The repo for In-context Autoencoder

Creative Commons Zero v1.0 Universal

82 stars 4 forks source link

How to use the model checkpoint? #1

Closed trestad closed 3 weeks ago

trestad commented 11 months ago

Thanks for your opening source!

I am wondering what do model.z01, .z02, and .zip contains? It seems these files are not model parameters because of their small size. Are they LoRA adapters? If they are LoRA adapters, why is it related to replacing llama-zero-weight to the original weight? Could you share a inference script? Thank you very much!

getao commented 11 months ago

You can load it using torch.load('path'). The llama's weights are replaced with 0 and you can restore it with your llama checkpoint.

This checkpoint storage is for the compatibility with our model class implementation that you can check in the repo.
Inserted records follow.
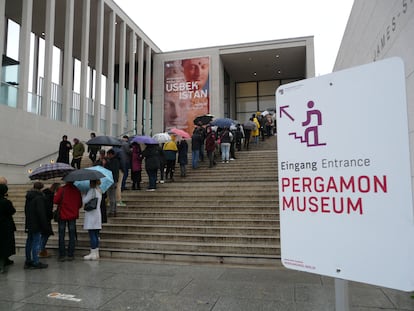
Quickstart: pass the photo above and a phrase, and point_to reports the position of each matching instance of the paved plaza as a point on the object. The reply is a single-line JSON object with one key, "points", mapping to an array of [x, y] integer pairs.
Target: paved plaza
{"points": [[120, 285]]}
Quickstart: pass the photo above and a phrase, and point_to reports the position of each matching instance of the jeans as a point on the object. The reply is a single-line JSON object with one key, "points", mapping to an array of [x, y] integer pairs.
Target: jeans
{"points": [[125, 170], [152, 176], [33, 247], [210, 155], [111, 192], [195, 157], [43, 241], [72, 236], [225, 151], [94, 238]]}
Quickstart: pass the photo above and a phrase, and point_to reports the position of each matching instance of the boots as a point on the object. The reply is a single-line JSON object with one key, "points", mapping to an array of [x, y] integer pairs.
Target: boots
{"points": [[93, 255]]}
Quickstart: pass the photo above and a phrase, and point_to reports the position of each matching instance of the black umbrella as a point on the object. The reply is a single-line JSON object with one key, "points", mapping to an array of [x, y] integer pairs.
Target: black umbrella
{"points": [[83, 174], [104, 141], [48, 171], [204, 119]]}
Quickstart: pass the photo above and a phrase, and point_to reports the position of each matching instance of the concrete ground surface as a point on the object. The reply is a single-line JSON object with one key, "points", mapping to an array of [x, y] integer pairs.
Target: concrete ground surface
{"points": [[120, 285]]}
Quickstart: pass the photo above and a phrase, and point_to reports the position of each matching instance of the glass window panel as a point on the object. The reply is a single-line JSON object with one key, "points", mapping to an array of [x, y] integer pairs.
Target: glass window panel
{"points": [[268, 87], [266, 103], [242, 117], [13, 39], [246, 104], [289, 81], [246, 89]]}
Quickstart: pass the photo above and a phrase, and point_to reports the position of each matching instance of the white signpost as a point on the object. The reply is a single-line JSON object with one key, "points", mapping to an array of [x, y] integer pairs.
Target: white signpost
{"points": [[344, 176]]}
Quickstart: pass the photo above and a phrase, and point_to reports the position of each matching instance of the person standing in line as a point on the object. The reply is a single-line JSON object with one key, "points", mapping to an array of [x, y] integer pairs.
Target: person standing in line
{"points": [[49, 195], [113, 165], [93, 219], [225, 138], [202, 132], [101, 161], [170, 151], [78, 151], [69, 200], [255, 133], [210, 146], [7, 227], [93, 149], [182, 147], [125, 157], [152, 157], [196, 142], [36, 225], [64, 147], [136, 166]]}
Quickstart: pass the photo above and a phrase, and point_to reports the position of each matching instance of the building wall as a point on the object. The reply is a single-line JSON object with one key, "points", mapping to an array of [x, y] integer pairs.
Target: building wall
{"points": [[377, 30], [28, 140]]}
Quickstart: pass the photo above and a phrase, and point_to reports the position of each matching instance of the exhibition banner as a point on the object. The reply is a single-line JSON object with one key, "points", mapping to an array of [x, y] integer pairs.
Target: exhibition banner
{"points": [[186, 92]]}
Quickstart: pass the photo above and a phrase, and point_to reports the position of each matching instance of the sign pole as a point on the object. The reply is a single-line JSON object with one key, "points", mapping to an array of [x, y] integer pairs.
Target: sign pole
{"points": [[341, 295]]}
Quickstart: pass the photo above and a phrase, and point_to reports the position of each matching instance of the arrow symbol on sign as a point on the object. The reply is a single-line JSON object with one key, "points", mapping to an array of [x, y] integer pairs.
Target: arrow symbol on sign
{"points": [[282, 109]]}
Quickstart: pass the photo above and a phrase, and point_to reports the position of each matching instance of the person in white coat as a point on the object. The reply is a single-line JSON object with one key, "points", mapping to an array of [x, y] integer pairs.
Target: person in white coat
{"points": [[93, 219]]}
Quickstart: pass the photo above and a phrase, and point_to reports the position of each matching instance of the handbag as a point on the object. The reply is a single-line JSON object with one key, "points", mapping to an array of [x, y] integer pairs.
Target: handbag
{"points": [[92, 204], [56, 212]]}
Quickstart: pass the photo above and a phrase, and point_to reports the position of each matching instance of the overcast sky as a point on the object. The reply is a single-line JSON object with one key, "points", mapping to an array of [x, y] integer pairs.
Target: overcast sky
{"points": [[187, 24]]}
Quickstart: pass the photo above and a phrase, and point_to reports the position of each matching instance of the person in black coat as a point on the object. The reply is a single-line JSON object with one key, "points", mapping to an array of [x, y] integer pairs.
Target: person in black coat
{"points": [[64, 147], [152, 156], [36, 225], [49, 195], [7, 228], [182, 147], [113, 164]]}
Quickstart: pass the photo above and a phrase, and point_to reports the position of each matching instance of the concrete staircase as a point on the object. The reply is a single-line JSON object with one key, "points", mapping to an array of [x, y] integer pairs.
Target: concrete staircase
{"points": [[228, 214]]}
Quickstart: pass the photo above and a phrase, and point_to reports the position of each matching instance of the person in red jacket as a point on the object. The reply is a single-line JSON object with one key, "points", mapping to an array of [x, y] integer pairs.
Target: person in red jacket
{"points": [[69, 201]]}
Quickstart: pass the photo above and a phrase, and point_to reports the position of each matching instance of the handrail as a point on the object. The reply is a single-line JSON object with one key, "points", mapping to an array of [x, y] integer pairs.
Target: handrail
{"points": [[15, 164]]}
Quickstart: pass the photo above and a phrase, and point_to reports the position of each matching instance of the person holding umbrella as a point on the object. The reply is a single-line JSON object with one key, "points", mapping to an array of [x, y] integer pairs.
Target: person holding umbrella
{"points": [[170, 151], [64, 147], [69, 201], [93, 149], [152, 156], [36, 225], [49, 194], [114, 166], [93, 219]]}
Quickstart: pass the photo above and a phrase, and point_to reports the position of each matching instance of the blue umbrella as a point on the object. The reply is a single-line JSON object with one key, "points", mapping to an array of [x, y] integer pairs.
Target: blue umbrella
{"points": [[223, 122], [106, 182], [144, 140], [104, 141]]}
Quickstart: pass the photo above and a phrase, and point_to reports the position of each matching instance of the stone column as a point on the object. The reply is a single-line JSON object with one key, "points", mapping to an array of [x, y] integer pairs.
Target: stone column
{"points": [[24, 53], [86, 4], [48, 62], [68, 62]]}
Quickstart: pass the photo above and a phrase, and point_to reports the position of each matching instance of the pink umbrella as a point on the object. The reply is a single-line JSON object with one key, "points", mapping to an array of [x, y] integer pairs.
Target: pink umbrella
{"points": [[179, 132]]}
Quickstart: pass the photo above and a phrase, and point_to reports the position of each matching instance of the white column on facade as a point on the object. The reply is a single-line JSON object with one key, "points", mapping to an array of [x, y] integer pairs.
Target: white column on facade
{"points": [[2, 28], [48, 61], [121, 94], [131, 78], [86, 4], [111, 71], [98, 64], [140, 86], [24, 53], [68, 61], [35, 71], [148, 103]]}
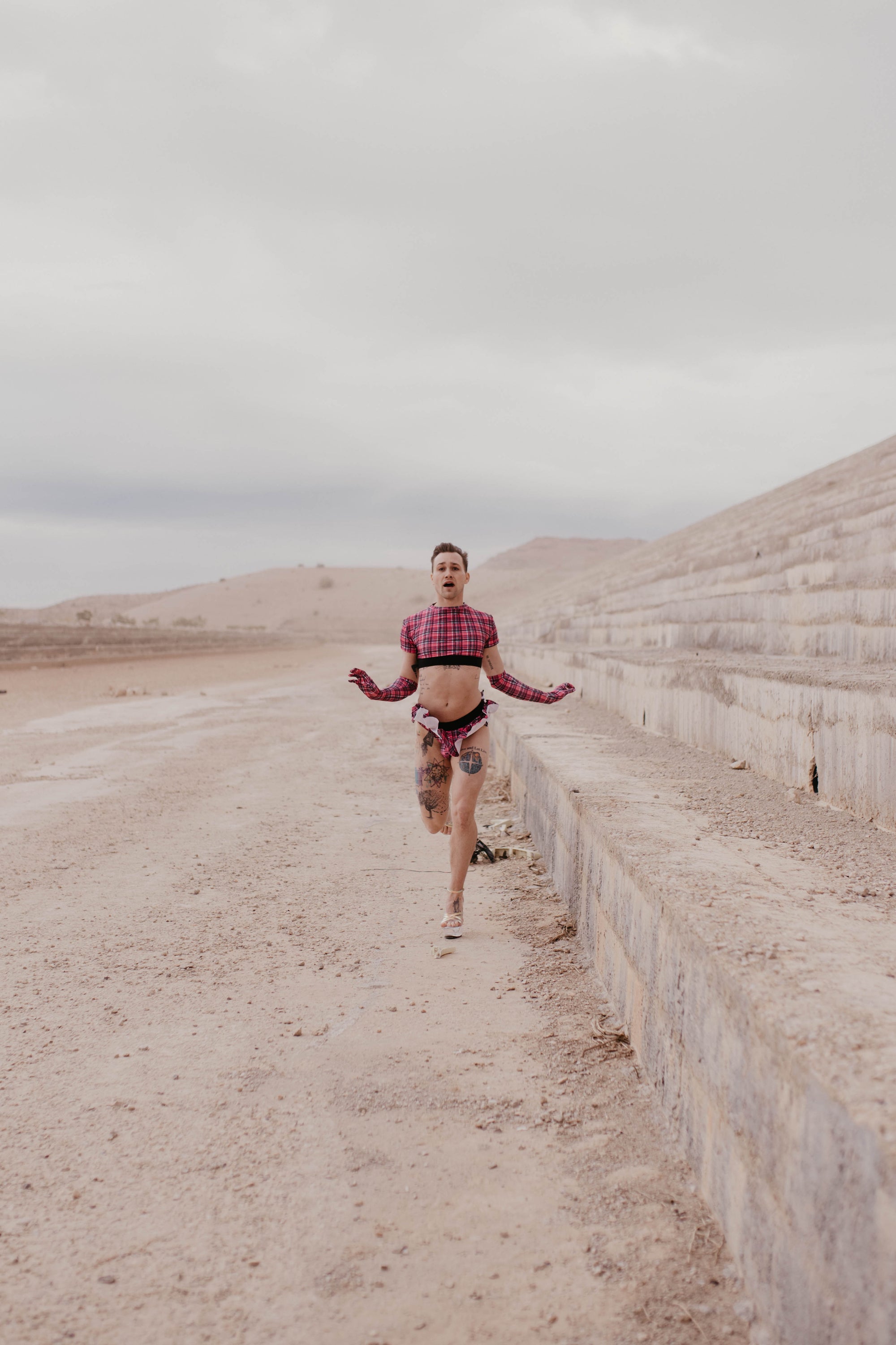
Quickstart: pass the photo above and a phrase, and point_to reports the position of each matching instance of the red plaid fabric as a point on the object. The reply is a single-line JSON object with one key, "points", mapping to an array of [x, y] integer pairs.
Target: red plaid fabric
{"points": [[440, 631], [400, 689], [508, 684]]}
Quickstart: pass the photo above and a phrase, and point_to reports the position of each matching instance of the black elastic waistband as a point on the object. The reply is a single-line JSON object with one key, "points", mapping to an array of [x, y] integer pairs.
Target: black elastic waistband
{"points": [[465, 720], [451, 658]]}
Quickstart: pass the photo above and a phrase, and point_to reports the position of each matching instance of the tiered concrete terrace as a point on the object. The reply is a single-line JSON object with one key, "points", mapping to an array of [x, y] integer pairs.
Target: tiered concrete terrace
{"points": [[749, 946]]}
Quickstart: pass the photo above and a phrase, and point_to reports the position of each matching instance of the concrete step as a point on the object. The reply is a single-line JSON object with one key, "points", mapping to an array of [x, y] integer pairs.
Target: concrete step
{"points": [[808, 569], [750, 944], [810, 724]]}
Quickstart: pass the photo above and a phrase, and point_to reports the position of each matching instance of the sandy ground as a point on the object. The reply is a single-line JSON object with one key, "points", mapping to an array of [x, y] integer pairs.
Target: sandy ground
{"points": [[446, 1153]]}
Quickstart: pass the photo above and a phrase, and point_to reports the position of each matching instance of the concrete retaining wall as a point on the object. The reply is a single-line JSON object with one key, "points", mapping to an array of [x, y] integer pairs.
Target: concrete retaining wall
{"points": [[786, 721], [801, 1188]]}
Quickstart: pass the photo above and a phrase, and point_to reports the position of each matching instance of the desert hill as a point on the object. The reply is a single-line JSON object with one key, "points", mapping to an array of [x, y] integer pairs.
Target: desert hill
{"points": [[806, 569], [334, 603]]}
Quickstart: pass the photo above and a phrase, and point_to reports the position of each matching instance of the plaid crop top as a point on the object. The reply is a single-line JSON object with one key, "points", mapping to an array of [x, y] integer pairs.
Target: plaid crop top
{"points": [[448, 635]]}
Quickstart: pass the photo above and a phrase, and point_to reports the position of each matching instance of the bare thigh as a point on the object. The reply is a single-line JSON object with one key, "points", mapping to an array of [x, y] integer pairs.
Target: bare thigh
{"points": [[432, 778], [469, 774]]}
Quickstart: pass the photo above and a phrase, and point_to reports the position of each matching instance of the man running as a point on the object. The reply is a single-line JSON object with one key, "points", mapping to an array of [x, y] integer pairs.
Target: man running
{"points": [[444, 647]]}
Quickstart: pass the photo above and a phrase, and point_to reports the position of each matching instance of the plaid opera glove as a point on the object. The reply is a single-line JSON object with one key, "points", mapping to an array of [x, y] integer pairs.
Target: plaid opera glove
{"points": [[401, 688], [510, 686]]}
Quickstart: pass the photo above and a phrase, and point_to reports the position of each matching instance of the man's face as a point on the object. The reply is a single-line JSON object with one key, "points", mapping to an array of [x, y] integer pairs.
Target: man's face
{"points": [[450, 578]]}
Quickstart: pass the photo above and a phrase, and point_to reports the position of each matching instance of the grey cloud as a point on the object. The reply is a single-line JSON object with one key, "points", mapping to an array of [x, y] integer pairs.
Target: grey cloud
{"points": [[606, 264]]}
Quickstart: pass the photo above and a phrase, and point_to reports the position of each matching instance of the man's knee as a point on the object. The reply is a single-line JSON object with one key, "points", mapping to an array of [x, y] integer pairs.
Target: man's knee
{"points": [[463, 813]]}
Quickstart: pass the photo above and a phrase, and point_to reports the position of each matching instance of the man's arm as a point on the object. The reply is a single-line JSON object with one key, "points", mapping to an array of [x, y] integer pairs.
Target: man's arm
{"points": [[504, 681], [404, 685]]}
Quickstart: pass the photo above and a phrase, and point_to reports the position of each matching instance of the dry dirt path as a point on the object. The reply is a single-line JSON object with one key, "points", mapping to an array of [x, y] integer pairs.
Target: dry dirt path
{"points": [[444, 1155]]}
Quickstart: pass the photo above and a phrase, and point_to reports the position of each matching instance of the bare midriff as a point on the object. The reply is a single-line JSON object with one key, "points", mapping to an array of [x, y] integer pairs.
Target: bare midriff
{"points": [[450, 690]]}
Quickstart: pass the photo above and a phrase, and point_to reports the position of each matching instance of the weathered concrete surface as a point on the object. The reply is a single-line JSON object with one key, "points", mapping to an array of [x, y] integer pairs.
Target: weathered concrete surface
{"points": [[808, 571], [759, 990], [746, 634], [802, 723]]}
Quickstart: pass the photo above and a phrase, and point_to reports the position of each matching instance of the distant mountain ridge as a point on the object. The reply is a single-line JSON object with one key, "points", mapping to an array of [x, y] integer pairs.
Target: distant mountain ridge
{"points": [[334, 603]]}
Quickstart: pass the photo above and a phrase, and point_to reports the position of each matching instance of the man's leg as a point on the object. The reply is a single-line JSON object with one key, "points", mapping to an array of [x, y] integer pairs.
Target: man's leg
{"points": [[469, 776], [432, 778]]}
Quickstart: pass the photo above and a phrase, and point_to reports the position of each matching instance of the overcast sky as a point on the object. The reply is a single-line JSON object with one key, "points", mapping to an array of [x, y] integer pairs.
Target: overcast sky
{"points": [[299, 281]]}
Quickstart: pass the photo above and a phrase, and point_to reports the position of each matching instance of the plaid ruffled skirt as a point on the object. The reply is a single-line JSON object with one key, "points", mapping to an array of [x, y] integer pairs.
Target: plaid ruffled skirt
{"points": [[451, 732]]}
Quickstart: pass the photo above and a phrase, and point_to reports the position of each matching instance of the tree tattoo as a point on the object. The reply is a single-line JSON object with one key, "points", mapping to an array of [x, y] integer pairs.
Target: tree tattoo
{"points": [[471, 762], [432, 774], [434, 801]]}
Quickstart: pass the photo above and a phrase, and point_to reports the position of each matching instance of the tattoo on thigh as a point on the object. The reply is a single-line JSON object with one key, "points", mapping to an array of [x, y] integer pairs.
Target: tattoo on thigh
{"points": [[432, 775], [434, 801]]}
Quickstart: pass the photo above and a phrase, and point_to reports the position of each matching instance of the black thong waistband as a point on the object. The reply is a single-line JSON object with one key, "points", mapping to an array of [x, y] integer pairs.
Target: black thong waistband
{"points": [[465, 719]]}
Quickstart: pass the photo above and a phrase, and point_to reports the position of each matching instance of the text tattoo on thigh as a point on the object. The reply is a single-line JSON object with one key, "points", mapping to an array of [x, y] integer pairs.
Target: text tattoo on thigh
{"points": [[471, 762], [432, 774]]}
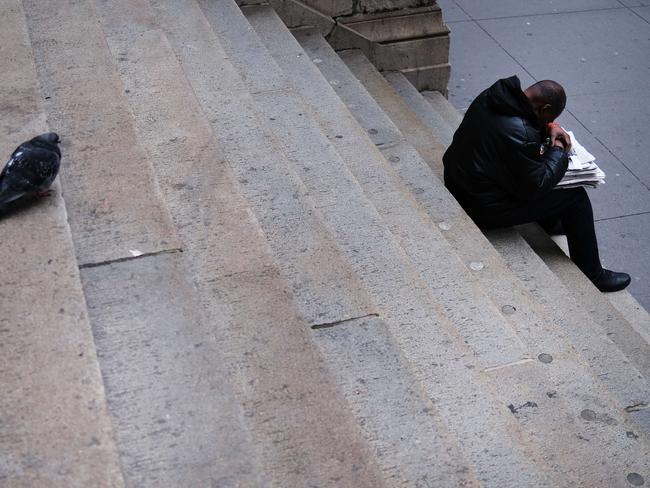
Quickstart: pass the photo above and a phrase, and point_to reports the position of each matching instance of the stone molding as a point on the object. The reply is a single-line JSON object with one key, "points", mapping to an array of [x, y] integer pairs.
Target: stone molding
{"points": [[408, 36]]}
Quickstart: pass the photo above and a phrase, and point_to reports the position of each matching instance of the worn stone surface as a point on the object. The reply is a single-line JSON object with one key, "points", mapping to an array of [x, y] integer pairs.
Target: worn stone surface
{"points": [[325, 172], [601, 310], [587, 335], [410, 439], [444, 108], [407, 312], [420, 136], [573, 378], [433, 119], [175, 416], [54, 426], [399, 25], [300, 424], [112, 198], [349, 7], [603, 356]]}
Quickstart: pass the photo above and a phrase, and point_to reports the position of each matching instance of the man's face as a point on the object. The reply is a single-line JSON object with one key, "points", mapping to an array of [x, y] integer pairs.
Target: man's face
{"points": [[546, 114]]}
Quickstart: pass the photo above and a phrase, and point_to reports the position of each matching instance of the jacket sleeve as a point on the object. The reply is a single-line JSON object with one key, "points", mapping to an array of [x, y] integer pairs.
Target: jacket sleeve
{"points": [[534, 174]]}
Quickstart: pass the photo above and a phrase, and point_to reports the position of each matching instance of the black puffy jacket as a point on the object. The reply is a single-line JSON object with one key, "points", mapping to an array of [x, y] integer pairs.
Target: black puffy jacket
{"points": [[495, 162]]}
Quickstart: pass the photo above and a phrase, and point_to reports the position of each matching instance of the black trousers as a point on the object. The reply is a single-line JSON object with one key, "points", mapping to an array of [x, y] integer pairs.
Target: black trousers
{"points": [[572, 208]]}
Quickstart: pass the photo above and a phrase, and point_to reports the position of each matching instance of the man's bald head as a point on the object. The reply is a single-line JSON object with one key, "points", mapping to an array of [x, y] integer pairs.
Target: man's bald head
{"points": [[548, 99]]}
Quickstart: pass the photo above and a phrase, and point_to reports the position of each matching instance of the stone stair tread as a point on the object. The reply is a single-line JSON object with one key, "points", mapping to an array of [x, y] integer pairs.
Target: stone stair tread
{"points": [[113, 201], [356, 58], [636, 319], [495, 431], [325, 174], [601, 310], [55, 429], [302, 336], [290, 54], [441, 105], [608, 363], [433, 119], [275, 339], [175, 418], [534, 338]]}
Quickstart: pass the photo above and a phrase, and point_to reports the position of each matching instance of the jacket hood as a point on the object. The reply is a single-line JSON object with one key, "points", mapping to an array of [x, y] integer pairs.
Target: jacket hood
{"points": [[507, 98]]}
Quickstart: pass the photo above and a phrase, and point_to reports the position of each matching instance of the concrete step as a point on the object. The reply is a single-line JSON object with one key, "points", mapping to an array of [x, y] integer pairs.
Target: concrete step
{"points": [[630, 312], [589, 334], [613, 322], [175, 417], [572, 365], [450, 370], [113, 202], [441, 105], [271, 342], [433, 119], [284, 54], [54, 426]]}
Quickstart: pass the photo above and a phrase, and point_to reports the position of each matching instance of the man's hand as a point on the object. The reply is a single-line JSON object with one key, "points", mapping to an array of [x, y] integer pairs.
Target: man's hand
{"points": [[559, 137]]}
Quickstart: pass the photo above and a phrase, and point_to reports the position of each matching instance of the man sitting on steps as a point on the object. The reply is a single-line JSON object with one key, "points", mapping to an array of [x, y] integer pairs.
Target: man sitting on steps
{"points": [[502, 175]]}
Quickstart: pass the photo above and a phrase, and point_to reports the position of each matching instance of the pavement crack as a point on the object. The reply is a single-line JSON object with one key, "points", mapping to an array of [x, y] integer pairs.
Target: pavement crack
{"points": [[129, 258], [327, 325], [637, 407]]}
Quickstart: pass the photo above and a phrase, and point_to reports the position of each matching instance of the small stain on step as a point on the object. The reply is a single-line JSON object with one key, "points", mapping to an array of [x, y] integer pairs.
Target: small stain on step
{"points": [[635, 479]]}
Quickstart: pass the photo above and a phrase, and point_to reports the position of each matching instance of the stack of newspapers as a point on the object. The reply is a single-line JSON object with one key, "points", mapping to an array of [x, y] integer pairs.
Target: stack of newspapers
{"points": [[583, 170]]}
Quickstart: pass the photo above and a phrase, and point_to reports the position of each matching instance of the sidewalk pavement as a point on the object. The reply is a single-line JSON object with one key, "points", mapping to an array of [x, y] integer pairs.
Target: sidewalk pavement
{"points": [[599, 50]]}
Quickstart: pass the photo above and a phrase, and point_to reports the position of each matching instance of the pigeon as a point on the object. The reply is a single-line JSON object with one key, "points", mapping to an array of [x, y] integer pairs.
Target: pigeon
{"points": [[32, 168]]}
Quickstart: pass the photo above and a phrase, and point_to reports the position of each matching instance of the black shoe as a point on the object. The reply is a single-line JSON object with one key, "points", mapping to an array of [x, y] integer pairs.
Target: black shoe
{"points": [[611, 280]]}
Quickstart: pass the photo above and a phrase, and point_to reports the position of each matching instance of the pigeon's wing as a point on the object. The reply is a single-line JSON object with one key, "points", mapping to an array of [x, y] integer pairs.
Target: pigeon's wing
{"points": [[31, 169]]}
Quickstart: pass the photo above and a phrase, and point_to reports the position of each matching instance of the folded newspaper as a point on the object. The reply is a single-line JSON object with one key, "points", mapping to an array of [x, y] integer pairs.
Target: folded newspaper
{"points": [[583, 170]]}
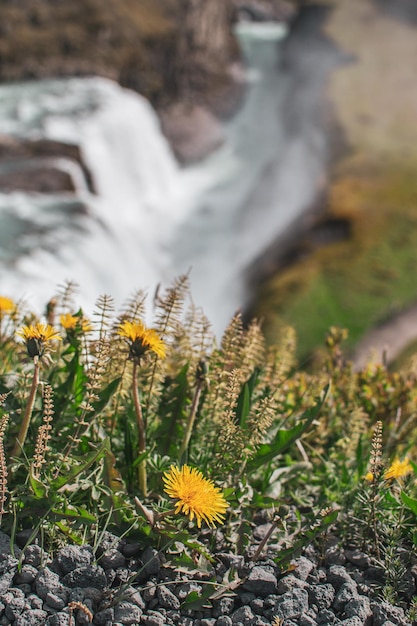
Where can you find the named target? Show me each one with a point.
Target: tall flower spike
(141, 340)
(398, 469)
(6, 305)
(197, 496)
(37, 337)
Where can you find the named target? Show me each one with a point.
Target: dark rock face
(79, 586)
(158, 48)
(40, 166)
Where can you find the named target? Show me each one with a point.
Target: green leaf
(410, 503)
(39, 489)
(284, 438)
(305, 539)
(196, 601)
(75, 471)
(105, 395)
(75, 513)
(244, 402)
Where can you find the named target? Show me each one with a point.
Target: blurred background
(267, 147)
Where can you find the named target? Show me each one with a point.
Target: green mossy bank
(368, 275)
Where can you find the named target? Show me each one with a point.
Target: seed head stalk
(24, 426)
(191, 419)
(140, 423)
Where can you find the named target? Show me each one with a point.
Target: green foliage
(307, 450)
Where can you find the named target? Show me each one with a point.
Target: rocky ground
(122, 583)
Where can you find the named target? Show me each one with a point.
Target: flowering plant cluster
(154, 429)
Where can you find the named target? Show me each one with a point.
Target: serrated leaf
(284, 438)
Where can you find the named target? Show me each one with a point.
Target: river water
(152, 219)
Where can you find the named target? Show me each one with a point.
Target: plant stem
(191, 418)
(141, 431)
(20, 440)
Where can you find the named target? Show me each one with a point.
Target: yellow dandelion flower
(141, 339)
(398, 469)
(197, 496)
(6, 305)
(74, 322)
(37, 336)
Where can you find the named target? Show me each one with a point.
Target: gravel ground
(124, 584)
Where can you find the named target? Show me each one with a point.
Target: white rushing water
(152, 220)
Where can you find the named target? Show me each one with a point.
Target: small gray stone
(167, 599)
(334, 556)
(46, 582)
(321, 595)
(151, 562)
(86, 576)
(384, 611)
(34, 601)
(261, 582)
(290, 582)
(154, 618)
(338, 575)
(327, 618)
(27, 574)
(127, 613)
(112, 559)
(303, 567)
(185, 589)
(102, 618)
(358, 558)
(359, 607)
(292, 605)
(72, 557)
(31, 617)
(35, 555)
(54, 601)
(347, 592)
(306, 620)
(223, 606)
(243, 615)
(260, 532)
(58, 619)
(232, 561)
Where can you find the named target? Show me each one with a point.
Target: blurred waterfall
(150, 219)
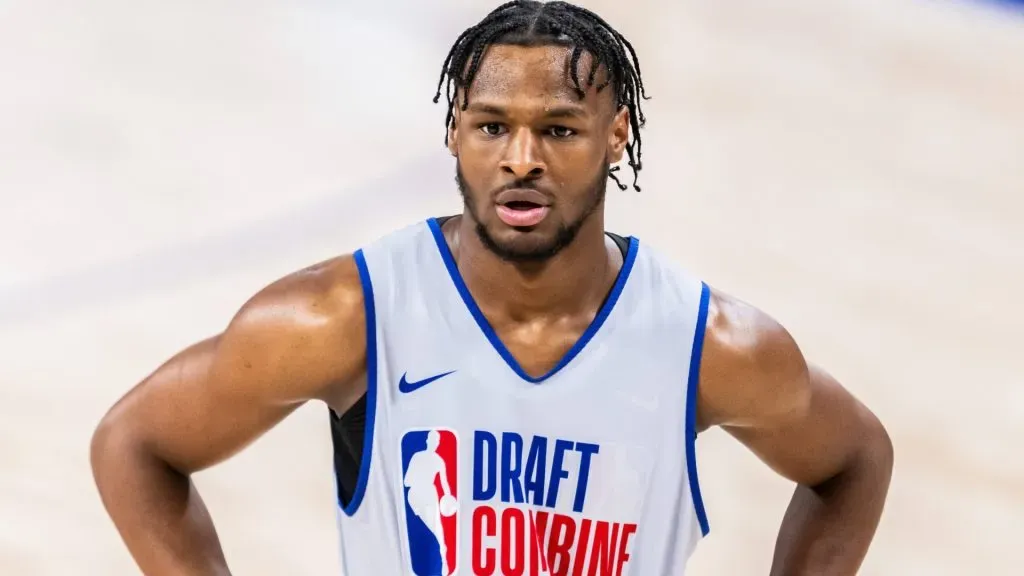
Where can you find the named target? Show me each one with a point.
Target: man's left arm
(756, 384)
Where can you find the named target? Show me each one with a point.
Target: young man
(513, 389)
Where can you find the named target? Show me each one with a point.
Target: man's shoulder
(316, 298)
(748, 358)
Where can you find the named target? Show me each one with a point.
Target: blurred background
(854, 167)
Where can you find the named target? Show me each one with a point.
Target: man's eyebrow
(554, 112)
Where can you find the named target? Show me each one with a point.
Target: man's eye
(561, 131)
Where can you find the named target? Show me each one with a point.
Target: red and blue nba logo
(430, 485)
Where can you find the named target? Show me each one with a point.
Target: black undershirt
(348, 430)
The inference script will be uploaded soon.

getao commented 11 months ago

The inference script will be uploaded soon.

Uploaded.

MelodyVAR commented 11 months ago

Thank you for sharing. But I wonder how to restore it with llama checkpoint. Are the files in the model folder now lora weights?

YoojuShin commented 11 months ago

@MelodyVAR Yes, but it also contains zero weights for llama. You should merge lora weights in the model folder with llama2-7b-chat model weights and generate a new state_dict.

model = LlamaICAE(model_args, training_args, lora_config).to("cuda") # restored llama2-7b-chat model 
llama_state_dict = model.state_dict() 
state_dict = torch.load("/icae/model/llama-2-7b-chat-finetuned-icae_zeroweight_llama2.pt") # change the path for your model
new_state_dict = OrderedDict()
for layer_name, weight in state_dict.items():
    if isinstance(weight,torch.Tensor) or weight != 0.0:
        new_state_dict[layer_name]=weight
    else:
        new_state_dict[layer_name]=llama_state_dict[layer_name]
model.load_state_dict(new_state_dict)

WJMacro commented 8 months ago

Hi, I'm also trying to use the pre-trained checkpoint. I cloned the repo but failed to unzip the model file. Linux thinks the model.zip file is a zip bomb. Is there any instruction on how to unzip the files correctly and run the pre-trained model? Thank you very much.

getao commented 3 weeks ago

The repo is updated. You can easily access the v2 model.